Collecting and processing statistical data was a time‐consuming and expensive process. Data editing was an important component of this work. The aim of these data editing activities was to detect and correct errors in the individual records, questionnaires, or forms. This should improve the quality of the results of surveys. Since statistical offices attached much importance to this aspect of the survey process, a large part of human and computer resources were spent on it.
To obtain more insight into the effectiveness of data editing, Statistics Netherlands carried out a Data Editing Research Project in 1984. Bethlehem (1987) describes how survey data were processed.
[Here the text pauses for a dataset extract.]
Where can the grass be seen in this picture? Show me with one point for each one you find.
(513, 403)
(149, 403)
The overall process included manual inspection of paper forms, preparation of the forms for high‐speed data entry including correcting obvious errors or following up with respondents, data entry, and further correction.
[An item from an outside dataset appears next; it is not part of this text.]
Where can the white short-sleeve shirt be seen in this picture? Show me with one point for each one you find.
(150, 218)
The Data Editing Research Project discovered a number of problems:
Various people from different departments were involved. Many people dealt with the information: respondents, subject‐matter specialists, data typists, and computer programmers.
Transfer of material from one person/department to another could be a source of error, misunderstanding, and delay.
Different computer systems were involved from mainframe to minicomputers to desktop computers under MS‐DOS. Transfer of files from one system to another caused delay, and incorrect specification and documentation could produce errors.
Not all activities were aimed at quality improvement. Time was also spent on just preparing forms for data entry, and not on correcting errors.
The cycle of data entry, automatic checking, and manual correction was in many cases repeated three times or more. Due to these cycles, data processing was very time consuming.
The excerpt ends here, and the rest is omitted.